The Problems With Protos

Hello Language Nerd,

A friend of mine recently bought a book that claims to list about two dozen fundamental words from the “first language,” when humans were still one small group speaking together. It says that all languages have words descended from these originals. My friend thinks it’s great, but I’m not convinced – didn’t human language begin about 50,000 years ago? How could anyone possibly reconstruct words from that far in the past?

-Andres G.

***

Dear Andres,

Your suspicions are well-founded! Have you considered taking up historical linguistics? (Corollary: sorry, friend-of-Andres, you have likely been hornswoggled.) We go through phases where these “global etymologies” become popular, and it has a heartwarming side effect: those cranky linguists, who argue so often, come together as one to trash them.

We tooootally all speak as one, man. (Photo credit: Wikipedia)

It’s tempting to try and build a global etymology. It would be cool, and make us all feel very interconnected and whatnot. And there’s a good chance that at one point all the humans on earth, all fifteen of them, did speak the same language (though the contrary idea that language showed up in many different groups also has its backers). The problem is that 50,000 years is a loooooooong time, and languages change rapidly. Our minds tend to boggle when we get into big numbers, so to put it in perspective, a mere 7,000 years ago English, Punjab, Pashto, and Greek were all one proto-language (see very cool chart). Can you speak Pashto based on this shared past? Odds are low. Can we reconstruct any of the words that are in both our languages’ pasts? Yes, a few, but it’s very difficult, and the answers we come up with can be tenuous. This is why linguists work on constructing what’s called Proto Indo-European: it is a difficult but possible task with the tools we have now. Proto-World, on the other hand, is septuple as many years away, which takes the task sadly outside the realm of possibility.

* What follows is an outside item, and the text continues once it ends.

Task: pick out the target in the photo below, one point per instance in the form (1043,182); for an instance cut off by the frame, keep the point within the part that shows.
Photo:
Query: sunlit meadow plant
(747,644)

So this long time frame is the real problem. The proto-problem, if you will. A second problem, which is caused by (many, mostly amateur) would-be etymologizers trying to deal with the first problem, is this: astonishingly terrible methodology. Just… just amazing.

Lyle Campbell has written a paper titled The Ultimate Wreckage of Global Etylomogists (ok, not really, but it should be), which is very readable and had me in stitches,* so do take a peek. It’s aimed at the two biggest names in the biz, Bengston and Ruhlen, but he outlines the basic problem with the methodology of most global etymologists (hint: they don’t have one). Let’s break it into three flavors of badness, like Neapolitan shame.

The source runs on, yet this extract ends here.